When the author of “The Lost” is in the little town in Poland where his family lived for 300 years, at one point he feels so overwhelmed by emotion that he must leave to gain some perspective.  The same thing happened to me when I was at the BIA building on Highway 89 in Browning that houses all of the allotment records for the Blackfeet Reservation.  I had to get some higher-up's permission to access my grandfather's file.  It took some hours and a lot of persuading to do so.  I was finally allowed access to the file and put into an empty conference room to review it.  There I found the original letters from my father written in 1963 asking for information about his past.  I had thought those letters were lost forever and had been thinking of them for 40 years.
I do very vividly remember the response he received to his letters.  He was sent a copy of the transcript of a court proceeding in which his mother was questioned on the witness stand about her children by X.  This was many years after X died (almost 9) and I now know was to settle his estate.  On the stand his mother testified that she had two children while married to X, both girls.  No mention was made of my father, who by this time had been given up for what she thought was adoption to Dr. and Mrs.

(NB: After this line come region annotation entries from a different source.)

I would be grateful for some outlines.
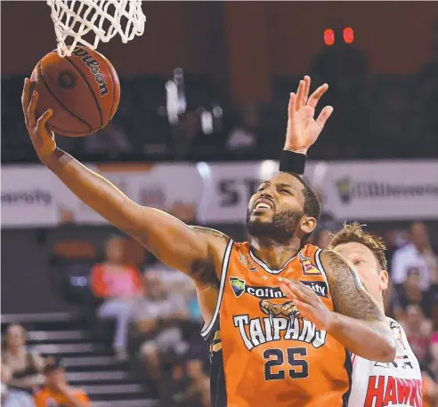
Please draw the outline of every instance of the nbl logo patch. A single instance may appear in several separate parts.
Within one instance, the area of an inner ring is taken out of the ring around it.
[[[312,263],[310,257],[303,256],[303,253],[300,252],[298,254],[298,259],[301,264],[301,267],[303,268],[303,275],[320,275],[320,271],[318,267]]]

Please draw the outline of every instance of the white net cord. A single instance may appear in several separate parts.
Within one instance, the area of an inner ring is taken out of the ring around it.
[[[70,56],[77,45],[95,50],[100,41],[108,43],[118,33],[127,43],[144,32],[142,0],[47,0],[47,4],[61,57]]]

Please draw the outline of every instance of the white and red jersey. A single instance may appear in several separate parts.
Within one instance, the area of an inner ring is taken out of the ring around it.
[[[403,328],[387,318],[397,340],[393,362],[373,362],[352,354],[353,376],[349,407],[421,407],[423,393],[418,361]]]

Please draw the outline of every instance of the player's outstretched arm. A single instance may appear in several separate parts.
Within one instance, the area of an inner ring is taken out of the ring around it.
[[[322,251],[320,259],[336,311],[330,333],[361,357],[377,362],[393,361],[395,339],[384,310],[366,291],[357,273],[335,251]]]
[[[228,242],[220,232],[192,227],[162,211],[138,205],[108,180],[56,147],[46,123],[47,110],[36,119],[36,92],[26,79],[22,106],[26,126],[41,162],[82,202],[116,227],[138,240],[162,261],[191,275],[199,285],[216,285]]]

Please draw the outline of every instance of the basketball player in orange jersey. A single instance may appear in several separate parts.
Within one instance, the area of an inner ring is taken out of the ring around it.
[[[287,149],[305,151],[331,114],[326,107],[313,119],[328,85],[310,98],[309,88],[305,77],[290,95]],[[205,319],[201,334],[211,340],[215,407],[345,406],[352,367],[346,348],[368,359],[393,360],[395,341],[385,315],[356,273],[334,251],[305,243],[320,205],[301,177],[281,172],[260,186],[247,209],[252,241],[235,243],[218,231],[138,205],[57,148],[45,127],[52,112],[37,119],[36,102],[27,79],[23,110],[41,162],[109,222],[194,280]],[[333,311],[330,318],[303,318],[281,292],[279,276],[313,290]]]

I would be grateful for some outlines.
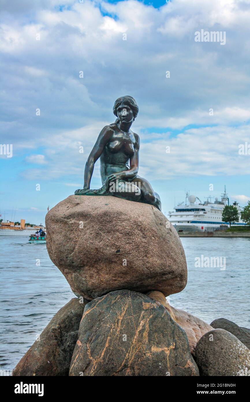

W, a doctor in Browning. 

I am sure the person who sent this document to my father had no idea of the repercussions this would have in not only his life, but the life of his entire family.  This total negation of his entire existence was the final rejection from a mother from whom he had felt the rejection of abandonment his whole life.  There is a direct line from the receipt of that document to my father's suicide by self-inflicted gunshot (He greatly admired Ernest Hemingway.) while talking to my mother on the telephone after she had left him because of his alcoholism, the final abandonment from which he could not recover. 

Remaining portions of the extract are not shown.